Report to the Board of Trustees - Aug. 2018

08/15/2018

Thank you Mr. Chairman.

The 2018 fall semester begins on Aug. 27, less than two weeks from today. This is a time of great hope and excitement for our students and colleagues. I know this feeling well because I have spent almost my entire life in school.

But this time is also a season challenge.

Among other things, we will implement the new 4-day core, 5-Star Friday initiative and welcome new esports teams to campus. But even these challenges are sure to be overshadowed by interest in the results of Academic Program Review. At the risk of sounding coy, I’ll defer any comments on that topic, as it will be covered in depth during the “new business” portion of the meeting.

Instead, I want to focus on what comes after Academic Program Review, and its sister process, Administrative Activities Review, which will be completed very shortly. In fall 2018, The University of Akron will begin a strategic planning and budgeting process.

The diagram before us sketches out a proposed planning and budgeting process. An earlier version was included in our report to the Higher Learning Commission last year. This slide is slightly modified to help clarify the steps.

This framework was subsequently accepted by University Council and influenced the development of the current university budget.  Since this proposal is the closest thing we have to a planning and budgeting process, we will use it as a guide this fall.

8-15-18 budget chart

You’ll note that steps 1 & 2 call for yearly review and revision of the strategic plan by the entire enterprise, led by senior administration. This diagram was designed with the assumption UA would have a strategic plan that would be updated as a prelude to creating the next year’s budget.  

Unfortunately, we don’t have an actionable strategic plan—so our first order of business is to assemble one.

As you’ll see on the far left side of the diagram, all aspects of our community – academic, academic-support, and auxiliary – will participate in this process. And fortunately, much of the heavy lifting in terms of data collection is already done, thanks to the Academic Program Review and the Administrative Activities Review.

Once we put flesh on the bones of this diagram, we will be on our way to creating an actionable strategic plan by December 2018. The process begins with a common set of assumptions that establish the context and realities of our circumstances. These assumptions will include the results of APR and AAR.

The planning will begin, as it should, at the unit level, and then work its way up to the deans and vice presidents, and then to the President’s office and the Board of Trustees. The focus of the plan will be how to conduct the university’s business in 2019/2020 as effectively and efficiently as possible. But the plan will also project such activities forward to the 2020/2021 and 2021/2022 academic years. This initial plan is unlikely to be perfect, and so we will seek to perfect it when we repeat the process next year—but this time we will have a plan to work with.

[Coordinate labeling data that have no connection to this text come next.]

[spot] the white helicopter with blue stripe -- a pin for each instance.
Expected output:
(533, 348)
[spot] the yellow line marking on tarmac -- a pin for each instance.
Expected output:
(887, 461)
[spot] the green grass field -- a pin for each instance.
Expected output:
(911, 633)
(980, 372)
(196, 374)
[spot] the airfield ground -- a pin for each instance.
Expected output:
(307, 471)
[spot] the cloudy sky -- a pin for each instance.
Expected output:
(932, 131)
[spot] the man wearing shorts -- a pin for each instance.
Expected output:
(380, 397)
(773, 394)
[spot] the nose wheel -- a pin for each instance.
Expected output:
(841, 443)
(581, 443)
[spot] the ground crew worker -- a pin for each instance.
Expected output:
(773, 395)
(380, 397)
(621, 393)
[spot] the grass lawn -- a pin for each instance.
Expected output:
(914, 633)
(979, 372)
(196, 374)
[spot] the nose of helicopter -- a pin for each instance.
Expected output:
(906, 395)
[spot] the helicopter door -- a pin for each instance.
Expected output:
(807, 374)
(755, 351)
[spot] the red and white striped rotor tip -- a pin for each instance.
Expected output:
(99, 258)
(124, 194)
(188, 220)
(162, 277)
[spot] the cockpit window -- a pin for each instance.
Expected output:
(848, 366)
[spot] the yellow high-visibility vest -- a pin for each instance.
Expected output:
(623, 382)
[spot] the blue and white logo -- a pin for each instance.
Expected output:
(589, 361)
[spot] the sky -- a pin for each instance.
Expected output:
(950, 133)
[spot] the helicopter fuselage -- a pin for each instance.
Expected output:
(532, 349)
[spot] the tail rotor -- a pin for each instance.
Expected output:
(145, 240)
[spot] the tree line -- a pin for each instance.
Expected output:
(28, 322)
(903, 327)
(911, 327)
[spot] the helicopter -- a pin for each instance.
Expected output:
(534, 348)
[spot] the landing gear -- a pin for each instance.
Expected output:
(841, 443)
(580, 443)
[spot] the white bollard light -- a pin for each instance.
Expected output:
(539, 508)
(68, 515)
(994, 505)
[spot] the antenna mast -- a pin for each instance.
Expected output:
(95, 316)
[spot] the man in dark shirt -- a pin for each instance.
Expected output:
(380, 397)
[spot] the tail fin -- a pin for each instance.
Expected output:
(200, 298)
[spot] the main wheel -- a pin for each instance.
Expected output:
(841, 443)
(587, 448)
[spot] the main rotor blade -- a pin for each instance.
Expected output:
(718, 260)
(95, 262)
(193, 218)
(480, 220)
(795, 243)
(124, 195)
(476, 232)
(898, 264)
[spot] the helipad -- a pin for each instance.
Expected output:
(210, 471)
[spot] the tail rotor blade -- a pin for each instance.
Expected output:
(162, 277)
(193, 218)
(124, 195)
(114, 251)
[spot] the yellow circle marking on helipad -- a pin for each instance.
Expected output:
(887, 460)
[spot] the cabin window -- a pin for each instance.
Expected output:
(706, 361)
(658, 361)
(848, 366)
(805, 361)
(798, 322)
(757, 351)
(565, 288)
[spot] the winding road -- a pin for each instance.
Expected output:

Which takes me to the second-half of the process, Steps 3 thru 5,that will take place in the winter and spring of 2019. I would like to pause a moment to emphasize a point: the left side of the slide involves planning…and the right side involves budgeting. The right side tends to grab our attention because budgeting involves money. But in a genuinely effective process, it is the left side – the planning – that is more important.

The plan determines our goals and plans. The budget should be about how we resource the plan.

The new strategic plan will inform our budgetary decisions for the 2019-2020 academic year, and perhaps beyond. With a strong, coherent strategic plan in place, there is good reason to expect this budgeting process, which begins in January, to be completed much earlier than in the past. It certainly will have extensive input from all the campus constituencies.

Suffice to say, we have a great deal of work ahead of us and it will be continuous throughout the academic year. None of this effort will be easy.

But as the author of Ecclesiastes once observed – and was later plagiarized by both The Byrds and the Indigo Girls – “To everything there is a season, and a time to every purpose under heaven.” This will be a season of planning, a time to set our university on clear path toward a bright future.

Next week, I will join some of our newest students at Move-In Day and help welcome them to their new home for the next nine months—and we hope for several years. For those students, and for all of us, this season of challenge is also a time of great hope and excitement.

Thank you, Mr. Chairman.  That concludes my report.